ECLI:NL:RBARN:2012:BV9115
Rechtbank Arnhem
- Wraking
- H.P.M. Kester-Bik
- M.C.G.J. van Well
- G.A. van der Straaten
- Rechtspraak.nl
Toewijzing van een wrakingsverzoek wegens objectief gerechtvaardigde vrees voor vooringenomenheid
In deze zaak heeft de wrakingskamer van de Rechtbank Arnhem op 15 maart 2012 uitspraak gedaan over een verzoek tot wraking van een rechter. Verzoeker, die zich in een bestuursrechtelijke procedure bevond, diende op 25 januari 2012 een wrakingsverzoek in. Hij stelde dat de behandelend rechter vooringenomen was, omdat deze al vóór de inhoudelijke toelichting van het beroepschrift had aangegeven dat er geen sprake was van 'wegbestemmen'. Dit was voor verzoeker een cruciaal punt in zijn zaak, en hij had hier nog niet op kunnen reageren. De wrakingskamer oordeelde dat de vrees van verzoeker voor vooringenomenheid objectief gerechtvaardigd was, omdat de rechter zijn oordeel al had geveld voordat verzoeker zijn standpunt had kunnen toelichten.
De wrakingskamer benadrukte dat wraking van een rechter alleen mogelijk is op basis van feiten of omstandigheden die de onpartijdigheid van de rechter in gevaar kunnen brengen.
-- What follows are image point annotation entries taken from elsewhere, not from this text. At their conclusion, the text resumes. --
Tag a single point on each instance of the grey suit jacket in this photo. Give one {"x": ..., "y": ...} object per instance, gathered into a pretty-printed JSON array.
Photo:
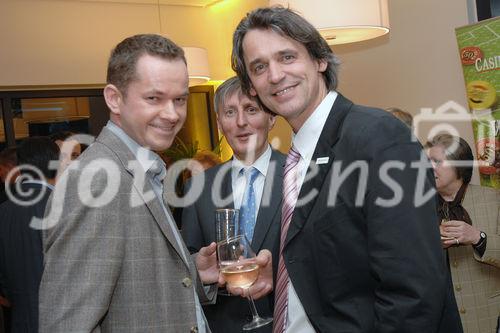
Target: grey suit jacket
[
  {"x": 230, "y": 313},
  {"x": 112, "y": 263},
  {"x": 476, "y": 280}
]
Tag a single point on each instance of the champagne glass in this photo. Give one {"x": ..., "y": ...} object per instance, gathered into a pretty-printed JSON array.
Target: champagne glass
[
  {"x": 239, "y": 267},
  {"x": 226, "y": 226}
]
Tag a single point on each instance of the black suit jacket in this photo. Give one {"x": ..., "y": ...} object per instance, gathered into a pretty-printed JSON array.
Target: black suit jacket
[
  {"x": 21, "y": 257},
  {"x": 230, "y": 313},
  {"x": 363, "y": 267}
]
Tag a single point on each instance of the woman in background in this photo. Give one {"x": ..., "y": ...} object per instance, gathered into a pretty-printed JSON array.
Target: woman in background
[{"x": 470, "y": 218}]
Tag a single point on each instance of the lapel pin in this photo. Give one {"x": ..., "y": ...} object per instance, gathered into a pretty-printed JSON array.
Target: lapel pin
[{"x": 322, "y": 160}]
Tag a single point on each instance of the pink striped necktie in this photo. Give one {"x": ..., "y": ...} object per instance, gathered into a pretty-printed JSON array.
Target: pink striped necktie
[{"x": 290, "y": 195}]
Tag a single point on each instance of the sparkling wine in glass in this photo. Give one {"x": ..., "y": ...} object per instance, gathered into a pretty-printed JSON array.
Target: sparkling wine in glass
[
  {"x": 226, "y": 226},
  {"x": 239, "y": 267}
]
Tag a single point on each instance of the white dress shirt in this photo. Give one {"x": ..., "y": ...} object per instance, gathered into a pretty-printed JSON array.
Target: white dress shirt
[
  {"x": 239, "y": 181},
  {"x": 305, "y": 141}
]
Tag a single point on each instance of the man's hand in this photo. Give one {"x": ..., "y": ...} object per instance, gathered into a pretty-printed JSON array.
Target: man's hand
[
  {"x": 458, "y": 230},
  {"x": 206, "y": 263},
  {"x": 264, "y": 283}
]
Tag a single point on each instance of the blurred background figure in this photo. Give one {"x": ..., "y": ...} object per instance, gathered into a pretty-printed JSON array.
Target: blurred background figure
[
  {"x": 200, "y": 162},
  {"x": 21, "y": 256},
  {"x": 404, "y": 116},
  {"x": 8, "y": 162},
  {"x": 470, "y": 218},
  {"x": 70, "y": 149}
]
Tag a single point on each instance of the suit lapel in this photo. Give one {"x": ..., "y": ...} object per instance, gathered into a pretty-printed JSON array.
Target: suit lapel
[
  {"x": 151, "y": 202},
  {"x": 324, "y": 148},
  {"x": 270, "y": 204}
]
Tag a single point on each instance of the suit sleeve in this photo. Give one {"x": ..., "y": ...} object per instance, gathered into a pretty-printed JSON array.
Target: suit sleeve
[
  {"x": 403, "y": 243},
  {"x": 191, "y": 228},
  {"x": 83, "y": 257}
]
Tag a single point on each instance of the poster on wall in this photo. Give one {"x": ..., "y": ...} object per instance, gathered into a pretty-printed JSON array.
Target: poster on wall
[{"x": 479, "y": 47}]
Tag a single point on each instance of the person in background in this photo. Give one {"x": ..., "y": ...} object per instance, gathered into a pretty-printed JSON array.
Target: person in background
[
  {"x": 200, "y": 162},
  {"x": 8, "y": 162},
  {"x": 348, "y": 262},
  {"x": 470, "y": 221},
  {"x": 70, "y": 149},
  {"x": 255, "y": 168},
  {"x": 404, "y": 116},
  {"x": 206, "y": 159},
  {"x": 114, "y": 259},
  {"x": 21, "y": 256}
]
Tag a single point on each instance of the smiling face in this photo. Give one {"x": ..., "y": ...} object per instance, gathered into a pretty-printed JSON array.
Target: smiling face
[
  {"x": 245, "y": 126},
  {"x": 154, "y": 108},
  {"x": 284, "y": 76},
  {"x": 447, "y": 181}
]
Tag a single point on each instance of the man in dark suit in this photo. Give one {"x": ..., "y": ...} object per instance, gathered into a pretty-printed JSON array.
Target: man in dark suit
[
  {"x": 8, "y": 173},
  {"x": 21, "y": 256},
  {"x": 360, "y": 248},
  {"x": 245, "y": 126}
]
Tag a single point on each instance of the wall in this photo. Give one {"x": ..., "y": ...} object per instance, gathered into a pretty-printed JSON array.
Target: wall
[
  {"x": 416, "y": 66},
  {"x": 68, "y": 42},
  {"x": 54, "y": 42}
]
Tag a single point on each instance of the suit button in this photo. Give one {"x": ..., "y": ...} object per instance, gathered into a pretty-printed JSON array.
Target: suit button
[{"x": 186, "y": 282}]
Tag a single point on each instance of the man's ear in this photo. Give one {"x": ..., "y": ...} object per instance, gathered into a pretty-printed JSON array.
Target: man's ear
[
  {"x": 323, "y": 64},
  {"x": 219, "y": 127},
  {"x": 252, "y": 91},
  {"x": 113, "y": 98},
  {"x": 272, "y": 121}
]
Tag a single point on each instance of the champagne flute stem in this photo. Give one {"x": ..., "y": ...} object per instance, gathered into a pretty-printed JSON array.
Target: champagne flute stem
[{"x": 252, "y": 306}]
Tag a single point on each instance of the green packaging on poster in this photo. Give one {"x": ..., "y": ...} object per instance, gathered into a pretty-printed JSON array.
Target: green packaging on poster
[{"x": 479, "y": 50}]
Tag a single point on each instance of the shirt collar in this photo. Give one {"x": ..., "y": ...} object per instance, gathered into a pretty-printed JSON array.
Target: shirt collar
[
  {"x": 39, "y": 182},
  {"x": 306, "y": 139},
  {"x": 144, "y": 156},
  {"x": 261, "y": 164}
]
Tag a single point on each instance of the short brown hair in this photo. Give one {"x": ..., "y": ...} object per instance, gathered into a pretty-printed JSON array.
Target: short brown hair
[
  {"x": 230, "y": 87},
  {"x": 288, "y": 24},
  {"x": 455, "y": 149},
  {"x": 123, "y": 60}
]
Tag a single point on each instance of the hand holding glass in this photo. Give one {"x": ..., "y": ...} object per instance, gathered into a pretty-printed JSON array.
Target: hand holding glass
[{"x": 237, "y": 260}]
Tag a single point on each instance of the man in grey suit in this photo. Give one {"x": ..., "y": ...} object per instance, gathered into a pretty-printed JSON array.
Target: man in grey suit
[
  {"x": 246, "y": 126},
  {"x": 114, "y": 260}
]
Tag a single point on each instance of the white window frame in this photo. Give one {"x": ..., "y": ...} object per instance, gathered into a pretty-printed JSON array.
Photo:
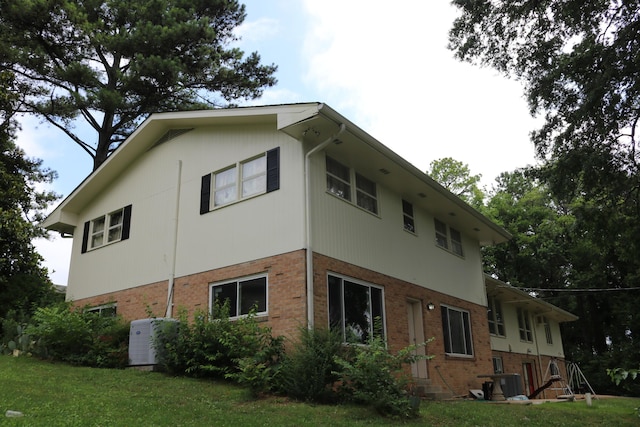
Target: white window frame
[
  {"x": 344, "y": 307},
  {"x": 408, "y": 217},
  {"x": 498, "y": 366},
  {"x": 344, "y": 187},
  {"x": 107, "y": 228},
  {"x": 467, "y": 336},
  {"x": 448, "y": 238},
  {"x": 547, "y": 330},
  {"x": 524, "y": 325},
  {"x": 495, "y": 317},
  {"x": 238, "y": 295},
  {"x": 102, "y": 310},
  {"x": 238, "y": 186}
]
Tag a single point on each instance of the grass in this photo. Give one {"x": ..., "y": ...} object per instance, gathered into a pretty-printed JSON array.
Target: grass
[{"x": 59, "y": 395}]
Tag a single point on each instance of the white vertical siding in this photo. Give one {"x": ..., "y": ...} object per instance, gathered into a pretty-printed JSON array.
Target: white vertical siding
[{"x": 379, "y": 242}]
De rechtbank stelde vast dat verzoeker concrete feiten had aangedragen die de vrees voor vooringenomenheid onderbouwden. De reactie van de rechter, waarin hij aangaf dat hij de term 'onzin' had gebruikt, droeg bij aan de objectieve vrees van verzoeker. De wrakingskamer concludeerde dat de overige gronden van verzoeker geen verdere bespreking behoefden, en dat het verzoek tot wraking daarom werd toegewezen.
De rechtbank wees ook verzoeken van verzoeker om de behandeling voort te laten zetten door een meervoudige kamer en om vergoeding van proceskosten af, omdat de relevante bepalingen in de Algemene wet bestuursrecht dit niet toestaan. De beslissing van de wrakingskamer is openbaar uitgesproken, en tegen deze beslissing staat geen rechtsmiddel open.